Spot gold hovered around $1,394 (£900, €1,055) an ounce at 3:20 pm EDT on 30 August. Gold prices ended 0.1% lower at the end of the week but for the month as a whole gained about 5.5%.

US gold futures for December delivery hovered at $1,396 an ounce, preliminary Reuters data showed.

Earlier in the week, gold prices rallied sharply as the US and its allies prepared to strike the strongholds of Syrian President Bashar al-Assad.

Prices dropped on Thursday and on Friday on news that the planned military action may be delayed as the US and its allies await the UN weapons inspectors' report on alleged use of chemical weapons in Syria.

Analysts warned that gold prices could drop in the near-time if US strikes in Syria do not affect crude oil supplies from the Middle East, which produces more than one-third of the world's oil.

In addition, the prospect of the US Federal Reserve tapering its $85bn bond-buying stimulus as early as September could adversely impact gold prices.

"By early next week, Syrian strike or no strike, we could see investor focus start to shift towards the upcoming Fed meeting where we suspect that the central bank will go through with a limited reduction in its bond buying program," Edward Meir, analyst at INTL FC Stone, wrote in a note.

"If our assessment is correct, this should generate a short-lived negative response in most commodity markets," said Meir.
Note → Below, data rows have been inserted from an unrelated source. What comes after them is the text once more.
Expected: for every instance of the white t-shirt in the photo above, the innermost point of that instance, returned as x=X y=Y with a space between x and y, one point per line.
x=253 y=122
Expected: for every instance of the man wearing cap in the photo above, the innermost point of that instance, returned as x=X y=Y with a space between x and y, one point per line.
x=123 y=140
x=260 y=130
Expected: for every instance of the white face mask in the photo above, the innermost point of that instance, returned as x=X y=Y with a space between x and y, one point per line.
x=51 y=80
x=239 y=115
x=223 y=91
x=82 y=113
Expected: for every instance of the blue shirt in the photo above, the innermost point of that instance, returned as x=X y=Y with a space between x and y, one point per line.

The Fed's FOMC is due to meet on 17 September.

India Crisis

Meanwhile, in India, the country's central bank proposes to ask commercial banks to buy gold from the public and divert it to the refining industry, reported Reuters.
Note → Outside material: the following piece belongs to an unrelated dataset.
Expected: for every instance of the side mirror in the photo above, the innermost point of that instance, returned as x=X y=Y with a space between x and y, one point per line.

The move could help trim gold imports into India, in turn reducing the country's huge current account deficit (CAD), the broadest measure of trade, and help arrest the decline in the value of the rupee.The currency has lost about 20% of its value since May.
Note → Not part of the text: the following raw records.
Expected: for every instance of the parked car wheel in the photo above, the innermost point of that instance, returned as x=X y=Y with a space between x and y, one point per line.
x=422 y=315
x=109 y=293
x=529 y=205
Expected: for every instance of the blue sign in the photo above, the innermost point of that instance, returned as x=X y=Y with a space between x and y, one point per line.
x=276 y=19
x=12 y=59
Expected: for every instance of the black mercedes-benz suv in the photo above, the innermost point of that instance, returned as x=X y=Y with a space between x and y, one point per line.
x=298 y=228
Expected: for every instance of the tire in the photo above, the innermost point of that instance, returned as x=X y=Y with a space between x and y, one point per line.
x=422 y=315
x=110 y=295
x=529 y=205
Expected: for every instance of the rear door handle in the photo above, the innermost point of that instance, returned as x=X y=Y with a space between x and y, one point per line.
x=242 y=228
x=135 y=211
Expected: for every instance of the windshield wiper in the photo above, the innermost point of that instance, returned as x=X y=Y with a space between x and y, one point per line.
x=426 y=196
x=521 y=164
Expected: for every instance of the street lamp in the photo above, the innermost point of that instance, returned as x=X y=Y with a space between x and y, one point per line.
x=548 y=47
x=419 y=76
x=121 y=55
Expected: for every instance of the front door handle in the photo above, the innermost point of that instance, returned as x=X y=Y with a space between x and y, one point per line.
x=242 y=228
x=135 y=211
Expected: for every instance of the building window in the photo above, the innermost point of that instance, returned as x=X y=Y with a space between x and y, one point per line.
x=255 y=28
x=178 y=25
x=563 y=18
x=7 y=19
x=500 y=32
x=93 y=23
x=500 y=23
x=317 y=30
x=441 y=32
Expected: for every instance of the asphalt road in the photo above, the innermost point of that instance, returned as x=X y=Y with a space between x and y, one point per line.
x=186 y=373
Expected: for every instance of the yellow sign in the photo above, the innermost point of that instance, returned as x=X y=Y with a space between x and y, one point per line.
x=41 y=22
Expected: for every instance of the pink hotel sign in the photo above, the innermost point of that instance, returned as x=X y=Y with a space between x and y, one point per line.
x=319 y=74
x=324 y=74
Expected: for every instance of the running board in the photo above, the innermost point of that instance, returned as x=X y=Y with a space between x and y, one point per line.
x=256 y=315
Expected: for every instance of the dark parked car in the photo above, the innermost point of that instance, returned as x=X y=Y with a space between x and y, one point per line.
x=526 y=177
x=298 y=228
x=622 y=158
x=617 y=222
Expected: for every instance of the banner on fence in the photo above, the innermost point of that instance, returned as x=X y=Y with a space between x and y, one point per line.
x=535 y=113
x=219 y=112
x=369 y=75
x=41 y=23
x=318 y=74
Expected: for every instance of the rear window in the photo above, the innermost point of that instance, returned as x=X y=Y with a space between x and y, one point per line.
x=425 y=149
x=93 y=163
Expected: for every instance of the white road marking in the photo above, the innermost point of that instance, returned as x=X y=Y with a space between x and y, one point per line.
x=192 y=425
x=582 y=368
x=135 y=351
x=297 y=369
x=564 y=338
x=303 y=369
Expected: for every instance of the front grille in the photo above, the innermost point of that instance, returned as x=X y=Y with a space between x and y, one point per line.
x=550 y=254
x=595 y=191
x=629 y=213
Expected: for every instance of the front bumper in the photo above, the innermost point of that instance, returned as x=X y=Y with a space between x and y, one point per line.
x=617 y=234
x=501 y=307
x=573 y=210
India's current account deficit, at 4.9% of the GDP, is the third highest in the world, according to a Morgan Stanley report. At $98bn (£63bn €74bn) it trails only the UK ($106bn) and the US ($473bn).

India, the leading buyer of the precious metal, has imposed restrictions on gold imports and hiked the duty on gold three times this year to narrow its widening trade deficit.